A challenge for any simulation of sea level change from ISMs is obtaining an accurate initial state. Two distinct methods were traditionally used for stand-alone ISMs, spin-ups and data assimilation (Nowicki et al., 2013), but we are now seeing approaches that combine these two methods (Goelzer et al., 2018). Spin-up methods that permit ISMs to be in equilibrium with climatic forcing or to retain some transient memory of previous climatic changes are currently available for the Greenland and the Antarctic Ice Sheets. However, spin-ups often result in an ice sheet geometry that differs from that of the present day (Nowicki et al., 2013; Goelzer et al., 2018). Data assimilation in most ISMs relies on assimilating snapshots of observations and assumes a steady state for the present-day ice sheet. A path forward for obtaining a time-evolving state would be to combine existing observational time series into a reanalysis, similar to what is being done in physical oceanography to provide the best possible ocean state estimates (Menemenlis et al., 2008). A few studies have been performed by assimilating time series of observations (Goldberg and Heimbach, 2013; Larour et al., 2014). They show that forecasting is much improved when models are initialized not with a snapshot of observations but with longer time series. Many ISMs are working toward this goal, and we can expect to see a lot of progress along this line over the coming decade.
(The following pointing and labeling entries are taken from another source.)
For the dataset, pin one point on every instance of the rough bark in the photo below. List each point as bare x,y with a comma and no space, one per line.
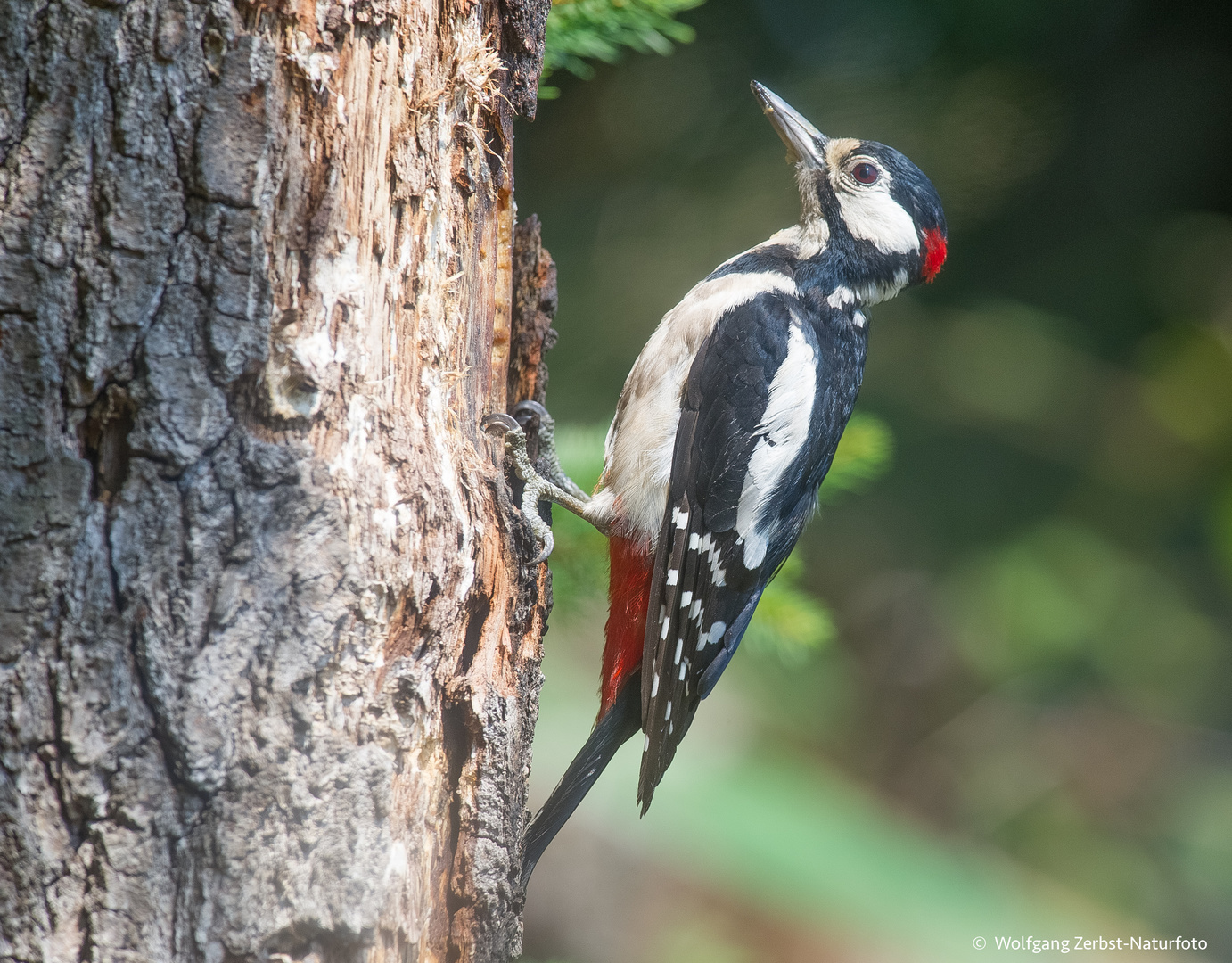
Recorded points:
268,654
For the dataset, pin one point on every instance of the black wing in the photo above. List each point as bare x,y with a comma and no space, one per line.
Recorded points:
702,593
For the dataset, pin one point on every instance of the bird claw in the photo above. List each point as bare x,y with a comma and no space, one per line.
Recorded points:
538,489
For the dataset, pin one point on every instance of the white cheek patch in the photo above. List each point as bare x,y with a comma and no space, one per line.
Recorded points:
876,218
784,432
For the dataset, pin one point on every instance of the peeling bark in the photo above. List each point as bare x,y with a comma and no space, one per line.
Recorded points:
268,651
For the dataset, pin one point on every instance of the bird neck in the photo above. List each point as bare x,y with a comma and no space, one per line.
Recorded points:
848,277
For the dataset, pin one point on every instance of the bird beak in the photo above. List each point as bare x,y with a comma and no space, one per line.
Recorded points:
805,142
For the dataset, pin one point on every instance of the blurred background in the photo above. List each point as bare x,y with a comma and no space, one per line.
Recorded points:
992,693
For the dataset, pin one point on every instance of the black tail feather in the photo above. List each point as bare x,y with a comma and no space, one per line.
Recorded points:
618,725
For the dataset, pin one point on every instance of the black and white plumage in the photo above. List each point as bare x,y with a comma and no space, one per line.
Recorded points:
726,428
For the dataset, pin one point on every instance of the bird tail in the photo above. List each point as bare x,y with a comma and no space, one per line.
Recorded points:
618,725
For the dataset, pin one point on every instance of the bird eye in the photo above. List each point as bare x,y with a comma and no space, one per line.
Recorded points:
867,173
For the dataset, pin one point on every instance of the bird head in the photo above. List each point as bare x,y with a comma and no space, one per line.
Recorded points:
863,196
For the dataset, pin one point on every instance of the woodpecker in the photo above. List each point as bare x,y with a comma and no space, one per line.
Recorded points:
723,433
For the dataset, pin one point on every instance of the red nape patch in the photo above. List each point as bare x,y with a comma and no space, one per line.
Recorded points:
934,253
628,593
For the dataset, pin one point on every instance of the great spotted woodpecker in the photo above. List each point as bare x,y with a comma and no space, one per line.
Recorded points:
725,429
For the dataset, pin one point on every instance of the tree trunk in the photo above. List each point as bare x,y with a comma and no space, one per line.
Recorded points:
268,651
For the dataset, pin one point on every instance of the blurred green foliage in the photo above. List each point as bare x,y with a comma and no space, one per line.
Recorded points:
1031,611
580,31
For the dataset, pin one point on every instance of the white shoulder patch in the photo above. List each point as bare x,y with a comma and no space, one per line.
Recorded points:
784,432
642,437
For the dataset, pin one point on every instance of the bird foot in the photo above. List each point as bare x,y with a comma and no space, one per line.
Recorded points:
547,485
Another emerging area of research is how to best initialize ISMs within fully coupled Earth system models (Nowicki et al., 2016; Fyke et al., 2018).
CONCLUSIONS
The collection of annual to weekly observations of ice sheet surface velocity, surface elevation, and mass change (Mouginot et al., 2014; Mililo et al., 2017; Csatho et al., 2014) marks the start of a new era for ice flow modeling. We recently switched from a no-data world to one with an abundance of observations, but modelers are challenged when these observations do not agree, as illustrated by the IMBIE efforts and the need to reconcile observations of ice sheet mass change. We are also reaching an era when ISMs can provide insight on observations (type, scope, location, and resolution) that are most needed for improving projections. An example is the sparsity of bedrock topography data under ice streams (in particular, in the vicinity of grounding lines) and beneath ice shelves. There is an urgent need for observation-based scientists and modelers to increase their collaborations in order to fully understand the drivers of observed changes over the polar regions and to analyze which processes, interactions, and feedback are crucial and which ones can be ignored in models.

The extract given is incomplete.